Instead, I’ll offer a few reasons why the Conservative MP for North-West Hampshire, Sir George Young, should be trusted with the role.
He’s not afraid to walk the difficult path. In Andover, the centre of his constituency, he disagreed with almost every Conservative in the town on plans for an enormous Tesco warehouse. They generally supported it – he was one of the leaders of the campaign against it. By doing so, he was against those who wanted the jobs, but probably caught the public mood at the time. Perhaps he was guilty of following that public mood for electoral gain, but nevertheless, don’t we need a Speaker who’s in touch with what the public wants right now?
Sir George was one of the first MPs to publish their expenses online. I doubt there are any others who reveal their spending in as much detail as this. In 06/07 he claimed £165 for food, for instance. The one black mark on his record might be that he maxed out his second home allowance for the last two years.
If convention is that the Speakership rotates between someone from the Government benches and someone from the Opposition benches, it really is time for a Tory.

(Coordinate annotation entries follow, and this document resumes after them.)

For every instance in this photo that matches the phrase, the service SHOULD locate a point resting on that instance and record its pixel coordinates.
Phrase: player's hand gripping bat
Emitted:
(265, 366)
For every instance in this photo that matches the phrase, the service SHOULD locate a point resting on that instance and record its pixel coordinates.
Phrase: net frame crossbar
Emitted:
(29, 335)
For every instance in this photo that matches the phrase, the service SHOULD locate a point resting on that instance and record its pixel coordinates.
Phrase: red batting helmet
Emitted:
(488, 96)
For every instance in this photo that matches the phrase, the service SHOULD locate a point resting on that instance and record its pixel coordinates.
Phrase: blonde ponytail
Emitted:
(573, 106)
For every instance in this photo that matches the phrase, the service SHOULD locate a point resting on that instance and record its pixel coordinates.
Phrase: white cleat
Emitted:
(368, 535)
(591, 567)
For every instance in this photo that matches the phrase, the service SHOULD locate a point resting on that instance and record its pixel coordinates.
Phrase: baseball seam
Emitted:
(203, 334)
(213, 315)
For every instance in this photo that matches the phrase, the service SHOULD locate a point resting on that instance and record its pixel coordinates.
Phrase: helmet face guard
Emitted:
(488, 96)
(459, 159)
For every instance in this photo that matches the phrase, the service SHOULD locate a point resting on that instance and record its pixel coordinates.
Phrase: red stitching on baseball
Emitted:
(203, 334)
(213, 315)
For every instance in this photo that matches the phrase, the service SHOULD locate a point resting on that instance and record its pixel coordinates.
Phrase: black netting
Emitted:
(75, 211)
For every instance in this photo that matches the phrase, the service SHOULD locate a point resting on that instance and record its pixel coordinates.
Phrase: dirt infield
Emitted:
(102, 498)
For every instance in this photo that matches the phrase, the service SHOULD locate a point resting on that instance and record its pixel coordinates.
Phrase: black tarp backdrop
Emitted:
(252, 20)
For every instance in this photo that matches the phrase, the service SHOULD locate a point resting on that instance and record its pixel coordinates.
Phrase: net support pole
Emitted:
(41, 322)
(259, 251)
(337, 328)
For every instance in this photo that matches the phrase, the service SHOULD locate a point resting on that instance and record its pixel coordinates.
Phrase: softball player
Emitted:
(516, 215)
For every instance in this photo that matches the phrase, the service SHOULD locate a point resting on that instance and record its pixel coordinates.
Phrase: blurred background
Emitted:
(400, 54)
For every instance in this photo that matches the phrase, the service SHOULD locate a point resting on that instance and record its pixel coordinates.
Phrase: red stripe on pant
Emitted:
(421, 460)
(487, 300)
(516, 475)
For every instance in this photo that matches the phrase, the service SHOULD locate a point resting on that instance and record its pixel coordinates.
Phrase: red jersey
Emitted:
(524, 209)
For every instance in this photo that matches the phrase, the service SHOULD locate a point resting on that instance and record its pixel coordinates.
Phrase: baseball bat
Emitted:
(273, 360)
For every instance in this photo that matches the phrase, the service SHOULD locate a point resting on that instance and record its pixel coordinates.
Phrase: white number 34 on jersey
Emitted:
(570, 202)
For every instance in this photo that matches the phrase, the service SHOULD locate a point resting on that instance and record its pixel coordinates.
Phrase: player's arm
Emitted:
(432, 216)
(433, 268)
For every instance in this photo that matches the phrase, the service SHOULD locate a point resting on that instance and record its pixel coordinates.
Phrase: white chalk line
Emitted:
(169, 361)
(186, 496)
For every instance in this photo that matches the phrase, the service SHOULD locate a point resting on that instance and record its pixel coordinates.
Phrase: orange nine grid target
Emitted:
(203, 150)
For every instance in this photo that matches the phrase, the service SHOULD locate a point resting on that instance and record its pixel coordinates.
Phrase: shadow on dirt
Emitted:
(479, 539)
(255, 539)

As the Chairman of the Select Committee on Standards and Privileges, he knows how the system works but can’t be blamed for its failings. He’s also a man in tune with the times – he led a campaign to get broadband into rural areas back in 2001.
5) The X Factor
He’s likable. He’s not annoyed anyone on the opposition benches, and he’s a lover of Parliament (theyworkforyou.com says he has well-above average attendance). Yes, he’s a Baronet, and yes he’s what people might call a ‘Grandee’, but he’s also a safe pair of hands, from the right party, at the right time.
P.S. Make of this disclosure what you will, but I lived, for just over a year, in Sir George’s constituency and regularly met with him to do radio interviews. That fact probably colours/informs my judgement somewhat.
May 18, 2009
I think the Speaker of the House of Commons did enough today to cling onto his big green seat.
He was, of course, awful. Woeful. Abysmal. He needed a good showing, and he summarily proved he didn’t know House of Commons rules by getting confused over the technical arcania of substantive motions. I was momentarily transported back to student politics.
But he was nice to Gordon Prentice and Douglas Carswell who did their very best to rile him.
This was out of character, and was the one solitary thing he did today that was different from last week. Hidden in his measured, if stuttered tone was a smidgen of a whiff of a note of change.
The Speaker didn’t give the people (nor the media) what they wanted though. No retirement date. No immediate release of every MP’s expenses. And beyond that faint dram of forced friendliness, no sign of change.
He doesn’t want to go. The PM may want him to go politically, but electorally a by-election in the until-now safe Glasgow North East seat would be disastrous. And a contrived band of Scottish friends, led by the ridiculous Lord Foulkes, don’t want him to go.
All they have by way of weaponry is the sharp sword of convention.
Rarely do five or six people stand up to sixty million and win. In this battle, full of history and precedents, they just might.